Summary: In this lesson we examine the boldness of John the Baptist in Luke 3:18-20 and learn several truths about bold Christians.
We are studying the life of Jesus in the Gospel of Luke in a sermon series I am calling, “To Seek and To Save the Lost.”
The first two chapters of Luke’s Gospel deal with the prophecies and births of John the Baptist and Jesus the Christ, and then what happened to Jesus following his birth.
The third chapter of Luke’s Gospel focuses on John the Baptist. John had a remarkable ministry. His preaching was not designed to set people at ease. He saw himself as God’s messenger who called people to repentance. And although he was viewed as a little odd, it would not be an overstatement to say that he was a huge sensation. Thousands of people came to hear John preach and he baptized many who responded to his call for repentance (Matthew 3:5).
Many people began wondering whether John might be the Christ (Luke 3:15). However, John knew that he was not the Christ. He was only the messenger who was to go before the Christ to prepare the people for the ministry of the Christ.

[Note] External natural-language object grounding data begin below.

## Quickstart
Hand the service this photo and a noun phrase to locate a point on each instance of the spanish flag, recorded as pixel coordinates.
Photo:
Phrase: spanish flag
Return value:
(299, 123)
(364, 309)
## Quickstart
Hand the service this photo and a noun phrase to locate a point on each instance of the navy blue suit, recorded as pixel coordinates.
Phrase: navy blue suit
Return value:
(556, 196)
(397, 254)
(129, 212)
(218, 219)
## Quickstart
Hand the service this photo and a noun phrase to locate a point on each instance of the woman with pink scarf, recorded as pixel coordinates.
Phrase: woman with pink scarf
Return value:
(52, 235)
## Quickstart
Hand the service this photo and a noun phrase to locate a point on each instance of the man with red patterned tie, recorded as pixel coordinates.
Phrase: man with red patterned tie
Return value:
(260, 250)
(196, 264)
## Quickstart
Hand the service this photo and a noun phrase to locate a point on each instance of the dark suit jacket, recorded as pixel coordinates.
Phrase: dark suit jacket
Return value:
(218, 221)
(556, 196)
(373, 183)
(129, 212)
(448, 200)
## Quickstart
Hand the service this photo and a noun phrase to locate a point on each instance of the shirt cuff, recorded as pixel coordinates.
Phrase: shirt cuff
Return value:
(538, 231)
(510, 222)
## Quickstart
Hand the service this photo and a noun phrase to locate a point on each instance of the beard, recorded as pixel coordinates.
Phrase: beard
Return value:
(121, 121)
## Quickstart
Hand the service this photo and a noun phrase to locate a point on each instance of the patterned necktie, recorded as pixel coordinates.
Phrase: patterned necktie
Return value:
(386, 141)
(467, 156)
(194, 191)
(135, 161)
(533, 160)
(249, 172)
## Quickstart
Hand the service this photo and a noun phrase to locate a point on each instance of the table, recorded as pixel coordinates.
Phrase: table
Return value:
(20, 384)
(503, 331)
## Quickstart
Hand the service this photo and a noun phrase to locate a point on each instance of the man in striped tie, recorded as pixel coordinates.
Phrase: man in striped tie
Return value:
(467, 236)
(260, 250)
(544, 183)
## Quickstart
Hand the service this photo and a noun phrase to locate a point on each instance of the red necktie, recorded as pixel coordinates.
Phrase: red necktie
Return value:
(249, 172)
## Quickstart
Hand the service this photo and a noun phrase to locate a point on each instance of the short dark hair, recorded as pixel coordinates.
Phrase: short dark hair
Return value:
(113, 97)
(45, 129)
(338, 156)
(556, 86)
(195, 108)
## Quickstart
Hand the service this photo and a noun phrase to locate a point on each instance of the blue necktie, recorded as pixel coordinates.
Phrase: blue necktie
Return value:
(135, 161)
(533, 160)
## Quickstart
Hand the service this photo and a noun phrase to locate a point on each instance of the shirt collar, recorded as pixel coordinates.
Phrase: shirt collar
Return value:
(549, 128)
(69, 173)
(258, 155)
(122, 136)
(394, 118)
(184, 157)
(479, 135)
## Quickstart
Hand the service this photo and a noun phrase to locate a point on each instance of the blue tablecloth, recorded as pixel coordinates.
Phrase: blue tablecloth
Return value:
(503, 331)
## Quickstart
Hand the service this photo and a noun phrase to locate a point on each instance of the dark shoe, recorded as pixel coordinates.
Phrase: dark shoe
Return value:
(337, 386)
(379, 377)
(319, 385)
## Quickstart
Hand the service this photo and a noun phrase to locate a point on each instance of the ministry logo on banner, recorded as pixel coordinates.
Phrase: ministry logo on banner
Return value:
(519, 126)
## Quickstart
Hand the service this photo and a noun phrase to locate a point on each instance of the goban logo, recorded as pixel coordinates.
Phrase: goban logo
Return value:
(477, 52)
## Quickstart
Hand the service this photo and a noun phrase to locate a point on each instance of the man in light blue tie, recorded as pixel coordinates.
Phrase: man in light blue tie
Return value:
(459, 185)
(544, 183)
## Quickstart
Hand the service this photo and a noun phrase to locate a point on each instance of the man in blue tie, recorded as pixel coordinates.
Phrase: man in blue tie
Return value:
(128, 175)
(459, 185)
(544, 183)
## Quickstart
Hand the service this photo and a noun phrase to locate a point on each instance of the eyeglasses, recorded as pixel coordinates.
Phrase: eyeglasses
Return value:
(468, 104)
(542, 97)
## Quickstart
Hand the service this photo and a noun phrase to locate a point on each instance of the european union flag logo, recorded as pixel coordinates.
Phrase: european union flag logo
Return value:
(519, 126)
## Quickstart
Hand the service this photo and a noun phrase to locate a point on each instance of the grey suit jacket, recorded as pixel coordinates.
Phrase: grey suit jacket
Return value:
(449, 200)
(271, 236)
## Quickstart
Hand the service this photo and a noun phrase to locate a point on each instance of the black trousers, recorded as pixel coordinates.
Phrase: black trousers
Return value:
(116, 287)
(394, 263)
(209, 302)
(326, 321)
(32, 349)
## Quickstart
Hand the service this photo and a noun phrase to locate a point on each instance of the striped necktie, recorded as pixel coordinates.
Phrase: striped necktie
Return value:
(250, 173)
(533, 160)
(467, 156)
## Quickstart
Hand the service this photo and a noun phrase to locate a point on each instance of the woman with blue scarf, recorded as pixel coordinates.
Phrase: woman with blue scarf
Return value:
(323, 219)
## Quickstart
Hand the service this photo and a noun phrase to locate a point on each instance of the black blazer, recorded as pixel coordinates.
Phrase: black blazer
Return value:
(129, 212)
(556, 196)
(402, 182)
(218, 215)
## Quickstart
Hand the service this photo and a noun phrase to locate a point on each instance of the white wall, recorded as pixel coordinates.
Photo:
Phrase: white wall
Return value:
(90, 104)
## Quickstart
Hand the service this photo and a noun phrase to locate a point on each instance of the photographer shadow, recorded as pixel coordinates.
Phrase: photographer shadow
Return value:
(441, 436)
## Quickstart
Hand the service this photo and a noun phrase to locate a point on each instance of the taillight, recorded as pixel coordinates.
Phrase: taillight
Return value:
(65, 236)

Last time we examined John’s testimony that Jesus was in fact the Christ. Next time we will examine John’s baptism of Jesus, which took place a few months after John started preaching and at the beginning of Jesus’ own ministry. John continued his ministry for another year or so before Herod the tetrarch imprisoned him. However, Luke placed John’s imprisonment in the text we are going to examine today. The reason is that Luke was writing thematically rather than chronologically. That is, he wanted to gather most of the material about John’s life and ministry in one place early in his Gospel so that he could then focus almost exclusively on Jesus and his ministry.
So today I would like to examine the boldness of John the Baptist. Let’s read about his boldness in Luke 3:18-20:
18 So with many other exhortations he preached good news to the people. 19 But Herod the tetrarch, who had been reproved by him for Herodias, his brother’s wife, and for all the evil things that Herod had done, 20 added this to them all, that he locked up John in prison. (Luke 3:18–20)
Several years ago I attended a small gathering of pastors in Tampa to have lunch with Dr. Peter Lillback. He is Professor of Historical Theology and the President of Westminster Theological Seminary in Philadelphia. At that time he was also Senior Pastor of Proclamation Presbyterian Church in Philadelphia. Dr. Lillback was in Tampa to promote the seminary, and that is how we came to have lunch with Dr. Lillback.
After he told us about the seminary, our questions drifted into wider aspects of the challenges facing Christians and pastors today. He said that our culture was becoming increasingly anti-Christian and intolerant of biblical absolutes. He was particularly referring to Christians proclaiming that homosexual activity was sinful and not biological. However, I will never forget his next comment, which really startled me. Dr. Lillback, who is a little older than I am, said that he fully expected to preach the gospel in prison before he died. He did not mean that he would be involved in a prison ministry. Instead, he meant that he would be imprisoned for preaching the gospel with uncompromising boldness. As I heard Dr. Lillback at lunch that day, I had to ask myself, “Am I willing to go to prison for preaching the gospel with uncompromising boldness?”